Il s’agit donc, pour une entreprise ou une organisation, de se comporter de façon responsable et de contribuer au développement humain, voire humanitaire, de la société dans laquelle elle évolue (Capron, 2009). Ce comportement responsable peut être compris suivant trois dimensions (Gendron et al., 2004, p. 77-81) :

  • les pratiques de RSE qui s’assimilent à des initiatives corporatives volontaires à caractère social et environnemental allant au-delà des obligations fixées par la loi;
  • le discours sur la RSE favorable à élargir la marge de manœuvre de l’entreprise à travers la « main régulatrice » du gestionnaire; cette mesure vise à préserver l’intérêt général (Goodpaster et Matthews 1982, p. 74) par l’équilibre entre la « main invisible » du marché et la « main trop visible » de l’État;
  • Le questionnement sur la RSE au milieu de la pertinence de son projet productif, de l’idée de l’autocontrôle et du contrôle de ses activités par « la société ». Ce débat contradictoire ressort, d’une part, la problématisation stratégique dont les initiatives légitiment la mission traditionnelle – à savoir la maximisation des profits – et, d’autre part, la problématisation moraliste (Bowen, 1953) axée sur le défi éducatif qui renvoie à la question de savoir comment rendre l’entreprise socialement responsable.

La RSE est désormais une notion très en vogue.
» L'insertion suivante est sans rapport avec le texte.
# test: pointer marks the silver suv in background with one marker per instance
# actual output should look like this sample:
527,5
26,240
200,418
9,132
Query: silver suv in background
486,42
Elle représente une nouvelle grille de lecture de la productivité fondée sur l’éthique. De même, toute définition proposée introduit l’intérêt (direct ou indirect) porté à sa cause qui est en même temps son opposé, à savoir l’irresponsabilité sociétale des entreprises.

Acception première de l’ISE

À partir de la phase d’analyse précédente, l’on pourrait comprendre l’ISE comme l’absence caractérisée, le manque total de tout ce qui est exprimé dans la définition de la RSE par la Norme ISO 26 000 : 2010[2], soit plus explicitement : (i) au meilleur des cas « l’inconscience, l’inattention », (ii) au pire des cas « l’insouciance, la légèreté, le laxisme » d’une entreprise vis-à-vis des impacts multiformes de ses décisions et de ses activités sur l’environnement et sur la société. Le meilleur des cas est plus relatif à la non-connaissance. À l’extrême, le pire des cas connote du manque avéré de volonté, de la négligence d’agir, malgré la conscience des impacts engendrés.

D’emblée, l’ISE se prêterait à une situation de « contre-RSE ». Cette définition de l’ISE nécessite cependant un support pratique pour prendre son sens. C’est ce qui justifie l’analyse relationnelle des deux concepts avec un secteur d’activité, pour le cas espèce l’exploitation forestière.

RSE et foresterie : quelle relation pour quel cadre conceptuel de l’ISE?

Dans cette section, nous essaierons d’interroger les liens entre la RSE et la foresterie dans l’optique de dégager des critères de l’ISE. Il s’agit en réalité d’un esssai conceptuel basé sur quelques faits observés dans le domaine de la foresterie communautaire.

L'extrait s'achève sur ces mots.